When running Phan on more than one core, you may encounter a problem whereby an issue will go undetected until a seemingly random point in the future. This article attempts to explain (but not forgive) this odd behavior.
Analyzing large code bases can be painfully slow. As such, Phan provides the ability to run an analysis on many cores. Because of the very large amount of random IO that takes place during analysis and because of the weak support for threading in PHP, Phan takes the approach of first parsing all code on a single core and then forking off to different processes in order to analyze subsets of the code base.
The reduction in time required to analyze a full code base is significant, but it comes with a pretty major trade-off.
At runtime, PHP reads code on-demand in an order defined by the initial file that's executed and your require
/include
statements or by how your auto-loader is triggered. Because PHP can be very weakly typed and because file ordering will matter when trying to deduce types, you're required to define an ordering for files when passing them into Phan.

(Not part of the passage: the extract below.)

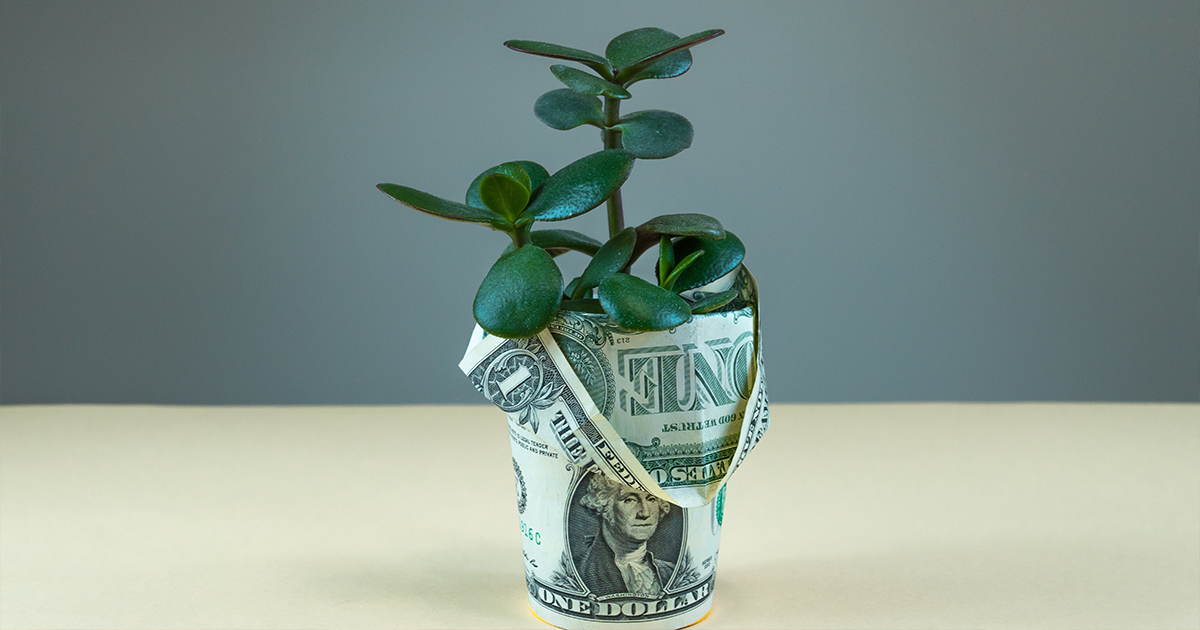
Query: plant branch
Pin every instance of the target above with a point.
(612, 141)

Consider the following four files.
// A.php
class C {}
// B.php
$v1 = new C;
$v1->property = 'string';
$v2 = new D;
print $v2->f($v1);
// C.php
$v = new C;
$v->property = 42
// D.php
class D {
function f(C $p) {
return ($p->property * 42);
}
}
Executing this code via php C.php
(with a sufficient auto-loader) would give you no problems. If, however, this code was to be analyzed in the order A.php
, B.php
, C.php
, D.php
, Phan would emit an issue from file C.php
explaining that you're attempting to assign an int
to a property with type string
.
Now consider a different ordering. If you analyzed the code with files in the order D.php
, C.php
, B.php
, A.php
, Phan would emit an issue for file B.php
explaining that you're attempting to assign a string
to a property of type int
. Bummer.
The file ordering issue is complicated enough on a single core, but now consider what happens when Phan is asked to run on multiple cores.
When Phan runs on n
cores, it splits the work as evenly as it can among them. If again we wanted to analyze the four files given above, but this time on two cores, we might split up the work as follows.
Core 1: A.php
, B.php
| Core 2: C.php
, D.php
When analyzed in this way, Phan would emit no issues, given that it can't see the conflicting types between B.php
and C.php
. This issue would happily make its way into your code base and sit hidden lying in wait for the right time to attack.

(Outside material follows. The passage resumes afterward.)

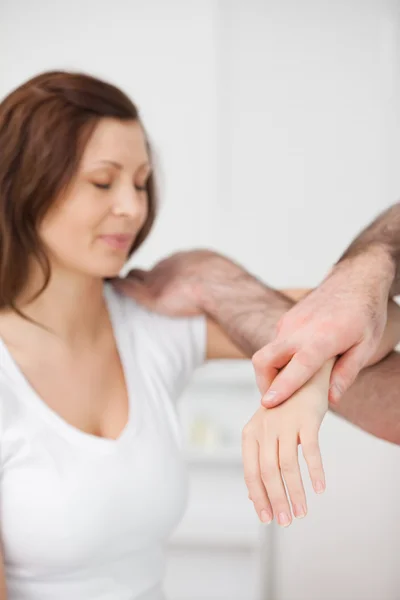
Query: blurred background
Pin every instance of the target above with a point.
(276, 129)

If at some point in the future, a totally unrelated file E.php
is added, Phan might split up the work between the two cores as follows.
Core 1: A.php
, B.php
, C.php
| Core 2: D.php
, E.php
Now that both B.php
and C.php
are on the same core, the trap is sprung, and you'll get an issue emitted for a bad type assignment from C.php
.
If you see large inconsistencies between the analysis results with multiple cores (e.g. on 2 cores vs 3 cores),
then setting the config setting consistent_hashing_file_order
to true
may make the issue sets on multiple cores a bit more predictable.
(But if you want/need Phan to parse directories in a certain order, you can't use this setting)
This limitation of PHP and Phan is a big bummer, and there isn't much that can be done to make it better.
If you find yourself getting hit by one of these, you have a few options.
- They're pretty rare, so fix the issues that mysteriously fire as they come up.
- Add a
@suppress
annotation to inhibit the issue you got hit with and admit that nothing is perfect. - Switch to using a single-core and a stable file ordering.
- Make everything in your code-base strictly typed.
(E.g. if phan infers the wrong type for a function parameter when there are 3 cores,
then add an
@param int|false $x
annotation if you know those are the types expected for that function parameter. Or add real types.)
None of those are great, but this is the world we live in. We wish you the best of luck.